Carlos Semedo
O Mundo num presépio
Inaugurou recentemente, no Museu do Canteiro, em Alcains, e em Castelo Branco, no Museu Francisco Tavares Proença Júnior, uma exposição notável de Presépios pertencentes à colecção Basanta-Martín. No dia da inauguração, Antonio Basanta-Martín, um dos proprietários dos presépios expostos, deliciou os presentes com visitas guiadas que mais pareciam declarações de amor ao conhecimento e à possibilidade de cada presépio se multiplicar em camadas de informação antropológica e social.
Para além da abrangência territorial, em termos de proveniência, cobrindo os cinco continentes, a diversidade de abordagens artísticas e estilísticas é tremenda, proporcionando ao visitante uma visita estimulante. Antonio Basanta-Martín falou, por exemplo, no significado dos dois dedos de Jesus juntos, a união do divino e humano e a referência à Santíssima Trindade, através dos outros três dedos. Desvendou, também, o número três como número simbolicamente mágico: Jesus, Maria e José. Nada num presépio é fruto do acaso, não se cansou de repetir o nosso guia. E foi assim, que ainda em Alcains, se referiu à ligação entre a humildade e a presença obrigatória do burro, bem como a do boi, simbolizando a obediência.

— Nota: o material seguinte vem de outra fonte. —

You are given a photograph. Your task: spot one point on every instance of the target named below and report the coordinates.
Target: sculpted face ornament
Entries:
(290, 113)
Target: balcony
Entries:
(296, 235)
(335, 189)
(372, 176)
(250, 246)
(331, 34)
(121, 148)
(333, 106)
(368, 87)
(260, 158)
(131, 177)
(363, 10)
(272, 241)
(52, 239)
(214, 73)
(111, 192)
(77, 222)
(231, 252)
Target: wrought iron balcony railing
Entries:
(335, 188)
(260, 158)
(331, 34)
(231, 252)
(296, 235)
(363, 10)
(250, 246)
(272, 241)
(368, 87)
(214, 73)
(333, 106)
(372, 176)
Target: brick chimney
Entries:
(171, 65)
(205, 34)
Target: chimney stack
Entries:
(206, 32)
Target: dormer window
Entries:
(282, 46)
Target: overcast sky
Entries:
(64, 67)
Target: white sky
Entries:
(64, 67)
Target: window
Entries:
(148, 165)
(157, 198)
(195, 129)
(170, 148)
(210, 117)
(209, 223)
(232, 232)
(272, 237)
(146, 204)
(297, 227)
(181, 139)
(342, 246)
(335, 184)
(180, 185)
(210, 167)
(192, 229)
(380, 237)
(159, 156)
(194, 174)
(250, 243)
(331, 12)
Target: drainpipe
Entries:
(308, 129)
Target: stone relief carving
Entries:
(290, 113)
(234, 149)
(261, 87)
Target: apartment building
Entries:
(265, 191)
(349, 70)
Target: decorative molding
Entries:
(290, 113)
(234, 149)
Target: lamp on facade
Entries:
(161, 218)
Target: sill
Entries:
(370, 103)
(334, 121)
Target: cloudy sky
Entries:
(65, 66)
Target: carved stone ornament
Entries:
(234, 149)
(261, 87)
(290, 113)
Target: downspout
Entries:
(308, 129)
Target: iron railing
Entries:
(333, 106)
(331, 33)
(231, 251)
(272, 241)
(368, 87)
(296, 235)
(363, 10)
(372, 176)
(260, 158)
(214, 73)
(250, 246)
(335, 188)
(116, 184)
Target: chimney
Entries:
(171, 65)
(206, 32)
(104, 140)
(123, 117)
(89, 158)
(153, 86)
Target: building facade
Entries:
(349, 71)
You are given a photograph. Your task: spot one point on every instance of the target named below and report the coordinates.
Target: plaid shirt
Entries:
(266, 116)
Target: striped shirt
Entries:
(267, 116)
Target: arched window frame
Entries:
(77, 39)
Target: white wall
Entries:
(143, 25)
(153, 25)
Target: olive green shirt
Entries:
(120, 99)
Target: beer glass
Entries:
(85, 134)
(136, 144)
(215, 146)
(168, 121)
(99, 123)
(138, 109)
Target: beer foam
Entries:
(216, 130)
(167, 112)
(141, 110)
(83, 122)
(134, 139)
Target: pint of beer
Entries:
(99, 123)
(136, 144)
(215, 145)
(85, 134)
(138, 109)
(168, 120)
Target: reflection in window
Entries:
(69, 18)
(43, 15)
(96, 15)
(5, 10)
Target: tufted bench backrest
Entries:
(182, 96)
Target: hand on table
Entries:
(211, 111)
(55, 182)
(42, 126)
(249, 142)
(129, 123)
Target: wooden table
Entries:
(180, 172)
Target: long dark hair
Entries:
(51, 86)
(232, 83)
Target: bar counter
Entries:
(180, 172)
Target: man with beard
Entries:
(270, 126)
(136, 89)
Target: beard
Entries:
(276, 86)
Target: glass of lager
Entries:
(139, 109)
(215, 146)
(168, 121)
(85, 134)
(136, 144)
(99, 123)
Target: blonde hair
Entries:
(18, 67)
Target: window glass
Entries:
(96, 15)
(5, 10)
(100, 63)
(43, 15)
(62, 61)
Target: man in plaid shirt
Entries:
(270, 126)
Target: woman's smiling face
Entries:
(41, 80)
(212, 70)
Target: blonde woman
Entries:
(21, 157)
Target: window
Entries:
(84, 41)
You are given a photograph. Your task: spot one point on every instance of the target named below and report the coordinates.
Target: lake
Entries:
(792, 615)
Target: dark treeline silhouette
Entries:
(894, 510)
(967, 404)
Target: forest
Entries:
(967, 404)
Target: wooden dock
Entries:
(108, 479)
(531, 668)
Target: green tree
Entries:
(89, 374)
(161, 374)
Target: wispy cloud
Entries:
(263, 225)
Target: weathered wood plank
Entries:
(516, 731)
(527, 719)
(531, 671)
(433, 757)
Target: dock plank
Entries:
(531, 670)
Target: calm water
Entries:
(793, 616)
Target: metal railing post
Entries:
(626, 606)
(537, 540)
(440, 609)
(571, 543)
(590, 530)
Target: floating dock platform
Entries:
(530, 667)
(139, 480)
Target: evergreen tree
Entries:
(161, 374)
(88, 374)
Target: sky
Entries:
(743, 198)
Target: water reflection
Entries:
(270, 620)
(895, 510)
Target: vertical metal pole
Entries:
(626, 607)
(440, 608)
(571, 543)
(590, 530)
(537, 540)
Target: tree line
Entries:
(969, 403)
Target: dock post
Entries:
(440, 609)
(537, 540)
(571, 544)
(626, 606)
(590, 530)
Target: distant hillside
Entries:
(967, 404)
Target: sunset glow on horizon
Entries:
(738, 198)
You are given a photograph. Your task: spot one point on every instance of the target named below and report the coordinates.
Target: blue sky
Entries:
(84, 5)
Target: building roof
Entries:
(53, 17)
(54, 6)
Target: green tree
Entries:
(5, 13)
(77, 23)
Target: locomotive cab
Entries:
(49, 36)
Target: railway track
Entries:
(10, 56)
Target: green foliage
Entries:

No caso do monumental presépio Napolitano, um dos detalhes assombrosos é a presença dos anjos. Sobre a importância dos anjos e arcanjos, não resisto a transcrever um comentário do proprietário deste magnifico exemplar de presépio italiano: “Não há presépio que se preze em que a figura dos anjos não esteja presente. Naqueles que reúnem a totalidade das cenas em torno da chegada de Jesus, o primeiro anjo que aparece é São Gabriel, encarregado de anunciar a Maria a Boa Nova. Embora São Gabriel seja mais do que um anjo: de facto, é um arcanjo, o que quer dizer que pertence à categoria dos anjos principais, que partilha, entre outros sete, com São Miguel, guardião do Paraíso, e com São Rafael, cuidador e curador dos doentes. O segundo anjo que aparece nos presépios é o encarregado de fazer o Anúncio aos Pastores. E, por último, devemos referir-nos aos anjos que assistem ao nascimento de Jesus. São de três tipos: anjos com a forma de crianças, mulheres ou homens, alados e vestidos, um dos quais leva nas mãos uma espécie de cartaz ou pancarta – chamados filactérias – onde pode ler-se Gloria in excelsis Deo (Glória a Deus nas alturas); estes anjos podem ser acompanhados por outros que assistem reverentemente à cena, tocam instrumentos, cantam para adormecer o Menino, embalam-no nos braços ou, simplesmente, o adoram. E, nas partes laterais do portal, entre o telhado e o céu, é frequente a presença de querubins, anjos nus ou seminus, com corpo de criança – quase de bebé – e dos quais por vezes apenas aparecem a cabeça, o começo dos ombros e as asas. A razão de ser destes anjos está no seu próprio nome: querubim é uma palavra que vem do hebraico e que significa «os que estão mais próximos de Deus». E têm uma característica muito especial: somente podem ser vistos pelos olhos de pessoas de bom coração.”
E se Reis Magos não fossem reis e muito menos magos? E o que me dizem às representações que mostram quatro reis em vez dos habituais três? Estas e muitas outras perguntas foram sendo desvendadas e iluminadas ao longo de mais de duas horas de visita guiada as quais mostraram o potencial do presépio como contador de estórias e da História. Independentemente das convicções de cada um, frisou Antonio Basanta-Martín. E esta é, também, uma das grandes lições desta exposição: a possibilidade de fruição e compreensão da mesma não é um exclusivo de cristãos católicos. Não percam a oportunidade de a visitar, em Alcains e Castelo Branco, até 10 de Janeiro.